John once again dove into his attaché case and produced a bundle of Cyalume chemical light sticks, he opened one and activated it, his office was once again illuminated and as far as he could tell his was the only one in the entire complex.

Clipping his Inova X 5 large flashlight to his belt, along with his Gerber multi tool he took stock of the contents of his bag, In it he found a pair of broken in walking shoes, a waterproofed fleece jacket, two bottles of water, a tritium compass and a full sized OS map of his city, He also found four long life food bars and two tins of  all day breakfast , soap, hand wipes, cell phone, spare batteries for phone and flashlight, £50 cash, a small medical kit, a sealed packet of five dust masks ( he remembered the images on TV of the dust from the collapsing 911 towers), two Bic lighters, a good quality lock back folding knife and a titanium pry bar,  last but not least he had a notebook and pen, a small pair of binoculars,  a pair of leather gloves and a spare pair of specs, and a small hexamine camp cooker.

John decided there was no point in hanging around, even if the power came back on it would be tomorrow at the earliest before the transport system could possibly be restarted, besides the office heating had also gone of as it was electrically ignited so it was time to leave. On the radio the news reports were about panic and looting along the main city road that passed through the centre of town and out towards the ring road, John wisely decided that route was no longer suitable.

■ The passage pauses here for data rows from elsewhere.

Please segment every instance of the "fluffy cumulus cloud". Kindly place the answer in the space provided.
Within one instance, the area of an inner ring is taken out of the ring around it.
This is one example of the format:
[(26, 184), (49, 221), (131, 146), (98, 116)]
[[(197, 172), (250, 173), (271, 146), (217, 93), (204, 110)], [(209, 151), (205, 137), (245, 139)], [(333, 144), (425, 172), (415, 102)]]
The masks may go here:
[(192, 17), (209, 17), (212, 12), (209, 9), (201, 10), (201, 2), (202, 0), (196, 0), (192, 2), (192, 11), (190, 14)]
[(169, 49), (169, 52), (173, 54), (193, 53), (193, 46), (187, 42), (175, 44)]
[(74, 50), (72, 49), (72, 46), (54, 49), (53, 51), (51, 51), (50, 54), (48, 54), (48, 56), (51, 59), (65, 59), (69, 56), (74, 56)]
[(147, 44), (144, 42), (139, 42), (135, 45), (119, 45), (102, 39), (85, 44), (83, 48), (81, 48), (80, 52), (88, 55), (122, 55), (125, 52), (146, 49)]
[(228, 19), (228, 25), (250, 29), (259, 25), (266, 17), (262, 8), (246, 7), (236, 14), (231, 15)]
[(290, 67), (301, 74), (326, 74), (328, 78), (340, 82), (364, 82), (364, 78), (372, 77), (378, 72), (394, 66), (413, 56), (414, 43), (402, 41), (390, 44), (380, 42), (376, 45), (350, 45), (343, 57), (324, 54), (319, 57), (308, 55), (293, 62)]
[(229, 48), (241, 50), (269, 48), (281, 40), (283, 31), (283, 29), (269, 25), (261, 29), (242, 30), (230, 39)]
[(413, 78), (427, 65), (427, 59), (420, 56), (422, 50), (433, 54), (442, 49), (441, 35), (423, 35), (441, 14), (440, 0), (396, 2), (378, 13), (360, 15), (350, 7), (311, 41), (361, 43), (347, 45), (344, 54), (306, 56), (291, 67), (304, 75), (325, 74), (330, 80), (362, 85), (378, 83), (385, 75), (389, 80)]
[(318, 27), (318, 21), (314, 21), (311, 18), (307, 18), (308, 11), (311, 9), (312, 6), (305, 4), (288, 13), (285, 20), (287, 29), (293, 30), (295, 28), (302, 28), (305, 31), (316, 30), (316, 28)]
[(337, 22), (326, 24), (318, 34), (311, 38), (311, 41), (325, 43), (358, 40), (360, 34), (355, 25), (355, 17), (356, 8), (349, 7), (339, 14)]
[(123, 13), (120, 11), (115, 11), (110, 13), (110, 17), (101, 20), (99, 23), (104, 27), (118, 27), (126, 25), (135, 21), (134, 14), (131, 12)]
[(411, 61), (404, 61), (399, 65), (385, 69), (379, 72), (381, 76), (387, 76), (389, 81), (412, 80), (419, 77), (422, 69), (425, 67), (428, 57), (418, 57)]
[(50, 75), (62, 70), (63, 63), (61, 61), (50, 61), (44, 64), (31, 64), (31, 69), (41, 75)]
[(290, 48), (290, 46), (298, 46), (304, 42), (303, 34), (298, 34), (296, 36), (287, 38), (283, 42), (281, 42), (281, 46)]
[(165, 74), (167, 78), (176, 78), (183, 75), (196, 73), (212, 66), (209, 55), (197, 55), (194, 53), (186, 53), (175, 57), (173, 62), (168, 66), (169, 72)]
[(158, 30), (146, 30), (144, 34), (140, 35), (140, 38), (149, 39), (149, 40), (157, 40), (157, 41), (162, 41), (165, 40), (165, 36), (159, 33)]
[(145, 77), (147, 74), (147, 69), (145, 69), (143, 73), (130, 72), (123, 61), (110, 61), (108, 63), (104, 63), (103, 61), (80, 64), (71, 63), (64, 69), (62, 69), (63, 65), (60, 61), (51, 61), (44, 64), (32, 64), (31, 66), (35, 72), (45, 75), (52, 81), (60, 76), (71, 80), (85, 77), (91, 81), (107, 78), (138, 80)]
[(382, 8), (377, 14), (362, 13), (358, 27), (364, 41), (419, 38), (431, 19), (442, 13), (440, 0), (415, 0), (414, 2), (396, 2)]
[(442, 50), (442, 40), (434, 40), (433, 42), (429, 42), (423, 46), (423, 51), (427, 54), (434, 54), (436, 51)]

John changed his shoes and swapped his suit jacket for the fleece, repacking his bag then sliding it over his head cross belt style John headed out of the building, stopping only to use his flashlight to check his route out across the car park and onto the main street. Using his map he selected from one of five pre planned routes marked on the surface of the map the best possible way out of town, it was along the old towpath down by the canal.

Access to this old industrial relic which led in an almost straight line out of town towards his semi rural home was gained via a padlocked gate leading down to a water company flow metering station, John reached the gate after a brief walk of about 7 minutes during which time he could hear screaming, shouting and the sound of breaking glass assailing his ears from all directions.

Using the pry bar from his bag John quickly snapped off the elderly brass padlock and slipped through the gate remembering to close it behind him.

As the city descended rapidly into chaos and anarchy John quietly and calmly navigated his way along the canal towpath until it intersected with the ring road, He kept the pry bar in his hand until he was certain he was far enough out of town to not bump into anyone with hostile intent. By now it was 11.25 PM and behind him John could see the flicker of flames from burning buildings, he stopped and heated himself a tin of all day breakfast.   John listened to the late night news about the army being called in to restore order and provide help before checking his bearings for one last time then continuing his long walk home.